O atleta opta por manter um alto nível de exercício físico com baixa ingestão calórica para alcançar o peso desejado. Segundo ele, mesmo assim é preciso ter cuidado: com uma baixa ingestão de calorias, o corpo busca energia no próprio músculo, impactando negativamente outros processos fisiológicos. Em casos extremos, a fonte de energia simplesmente se esgota e o atleta não consegue continuar a luta.
Existem outras táticas que podem ser consideradas como desleais e que não são identificadas por meio de exames laboratoriais, como a aplicação de soro para uma rápida reidratação. "Para você ver que uma pessoa utilizou isso é muito difícil, só se sair procurando o furinho da agulha na pele", brinca Danilo, ressaltando, entretanto, que isso não é frequente no judô.
Isso não implica necessariamente uma alteração nas regras atuais do judô. O ideal é manter um acompanhamento dos dados para criar regras que inibam a perda de peso exagerada, pois essa prática pode colocar a saúde do competidor em risco.
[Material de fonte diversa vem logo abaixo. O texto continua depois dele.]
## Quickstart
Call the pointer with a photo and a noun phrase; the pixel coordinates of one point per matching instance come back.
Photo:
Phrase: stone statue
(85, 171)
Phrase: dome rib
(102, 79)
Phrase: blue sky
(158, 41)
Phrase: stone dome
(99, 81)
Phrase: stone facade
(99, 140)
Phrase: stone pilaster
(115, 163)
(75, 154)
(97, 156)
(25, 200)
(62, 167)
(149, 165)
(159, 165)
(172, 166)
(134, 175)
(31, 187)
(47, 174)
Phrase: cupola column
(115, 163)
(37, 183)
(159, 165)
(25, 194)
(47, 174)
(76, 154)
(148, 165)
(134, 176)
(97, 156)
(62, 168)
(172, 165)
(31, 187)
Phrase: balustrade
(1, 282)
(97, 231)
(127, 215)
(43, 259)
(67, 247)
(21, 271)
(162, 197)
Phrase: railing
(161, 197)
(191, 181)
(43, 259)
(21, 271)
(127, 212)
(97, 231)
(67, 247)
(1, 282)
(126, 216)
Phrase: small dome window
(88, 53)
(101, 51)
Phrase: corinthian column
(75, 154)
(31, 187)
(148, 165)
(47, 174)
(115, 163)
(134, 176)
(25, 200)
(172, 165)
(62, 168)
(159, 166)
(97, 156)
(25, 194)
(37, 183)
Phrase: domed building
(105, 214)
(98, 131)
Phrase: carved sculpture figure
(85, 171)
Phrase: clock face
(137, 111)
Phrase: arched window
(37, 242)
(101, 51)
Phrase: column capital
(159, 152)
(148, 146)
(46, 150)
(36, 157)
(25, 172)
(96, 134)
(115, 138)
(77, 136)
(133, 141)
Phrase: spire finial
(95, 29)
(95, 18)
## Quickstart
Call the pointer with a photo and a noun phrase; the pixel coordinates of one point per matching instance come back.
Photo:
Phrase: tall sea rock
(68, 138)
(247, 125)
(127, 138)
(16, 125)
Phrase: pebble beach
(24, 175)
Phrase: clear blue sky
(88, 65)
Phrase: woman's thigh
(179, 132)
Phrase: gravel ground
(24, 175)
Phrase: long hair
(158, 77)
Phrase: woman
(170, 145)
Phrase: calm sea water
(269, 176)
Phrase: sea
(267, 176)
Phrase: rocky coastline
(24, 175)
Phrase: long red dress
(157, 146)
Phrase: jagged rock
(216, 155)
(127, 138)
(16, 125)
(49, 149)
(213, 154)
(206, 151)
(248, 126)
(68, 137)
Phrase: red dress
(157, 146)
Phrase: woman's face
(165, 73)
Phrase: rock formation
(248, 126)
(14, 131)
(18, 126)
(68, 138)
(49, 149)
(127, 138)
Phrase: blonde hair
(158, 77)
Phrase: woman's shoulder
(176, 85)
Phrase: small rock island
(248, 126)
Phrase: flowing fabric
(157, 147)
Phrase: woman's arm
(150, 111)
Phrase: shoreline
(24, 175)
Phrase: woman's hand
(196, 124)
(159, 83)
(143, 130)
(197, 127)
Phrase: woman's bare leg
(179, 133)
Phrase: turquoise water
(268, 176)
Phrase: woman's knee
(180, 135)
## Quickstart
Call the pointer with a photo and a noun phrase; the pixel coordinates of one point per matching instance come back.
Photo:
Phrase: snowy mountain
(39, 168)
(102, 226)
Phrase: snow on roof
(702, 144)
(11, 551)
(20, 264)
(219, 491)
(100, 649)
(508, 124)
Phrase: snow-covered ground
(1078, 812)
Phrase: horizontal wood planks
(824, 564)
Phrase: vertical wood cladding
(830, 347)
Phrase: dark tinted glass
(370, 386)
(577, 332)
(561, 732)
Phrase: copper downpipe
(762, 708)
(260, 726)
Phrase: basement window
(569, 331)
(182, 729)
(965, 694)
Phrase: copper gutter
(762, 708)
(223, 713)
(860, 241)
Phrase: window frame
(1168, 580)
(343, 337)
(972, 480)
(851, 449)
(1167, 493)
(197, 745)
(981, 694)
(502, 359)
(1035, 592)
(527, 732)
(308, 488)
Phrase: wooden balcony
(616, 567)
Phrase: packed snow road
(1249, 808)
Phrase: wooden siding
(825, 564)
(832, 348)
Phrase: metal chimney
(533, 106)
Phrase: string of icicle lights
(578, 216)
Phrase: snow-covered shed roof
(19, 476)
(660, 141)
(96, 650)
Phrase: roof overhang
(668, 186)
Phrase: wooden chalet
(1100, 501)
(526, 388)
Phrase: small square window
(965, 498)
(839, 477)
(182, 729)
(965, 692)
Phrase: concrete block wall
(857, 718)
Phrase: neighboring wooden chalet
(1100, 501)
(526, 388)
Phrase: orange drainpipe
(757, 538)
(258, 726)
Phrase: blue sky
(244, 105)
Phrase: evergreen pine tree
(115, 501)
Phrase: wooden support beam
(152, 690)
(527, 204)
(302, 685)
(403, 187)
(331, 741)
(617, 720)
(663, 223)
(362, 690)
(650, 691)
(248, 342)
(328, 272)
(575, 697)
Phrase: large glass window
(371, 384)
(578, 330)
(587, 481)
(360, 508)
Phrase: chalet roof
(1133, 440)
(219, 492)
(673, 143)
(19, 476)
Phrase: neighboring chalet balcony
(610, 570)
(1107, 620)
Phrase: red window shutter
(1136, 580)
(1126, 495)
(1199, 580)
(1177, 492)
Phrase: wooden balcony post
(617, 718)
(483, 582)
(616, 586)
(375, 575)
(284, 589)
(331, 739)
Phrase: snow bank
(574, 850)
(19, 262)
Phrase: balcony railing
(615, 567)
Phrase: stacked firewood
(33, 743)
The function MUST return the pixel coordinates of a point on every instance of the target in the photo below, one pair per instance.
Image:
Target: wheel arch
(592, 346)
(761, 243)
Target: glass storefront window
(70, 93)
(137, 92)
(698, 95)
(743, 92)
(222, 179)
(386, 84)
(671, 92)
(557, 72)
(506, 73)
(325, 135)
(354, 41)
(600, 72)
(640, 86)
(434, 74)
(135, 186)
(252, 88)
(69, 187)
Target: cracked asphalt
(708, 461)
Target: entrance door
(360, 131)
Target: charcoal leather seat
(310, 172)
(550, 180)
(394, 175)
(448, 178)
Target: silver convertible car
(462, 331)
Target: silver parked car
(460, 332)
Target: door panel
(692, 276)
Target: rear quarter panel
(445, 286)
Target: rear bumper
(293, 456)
Segundo o autor da pesquisa, as federações e confederações de judô "poderiam mensurar o nível de hidratação desses atletas perto da pesagem", por exemplo.
A tendência de que os vencedores teriam recuperado mais massa corporal antes das lutas já havia sido descrita em outras modalidades por Reid Reale, pesquisador do UFC Performance Institute Shanghai, no artigo Individualised dietary strategies for Olympic combat sports: Acute weight loss, recovery and competition nutrition. No entanto, embora existam estudos que apontem uma possível vantagem, a base de evidências ainda não é tão consolidada para dizer que ele é determinante.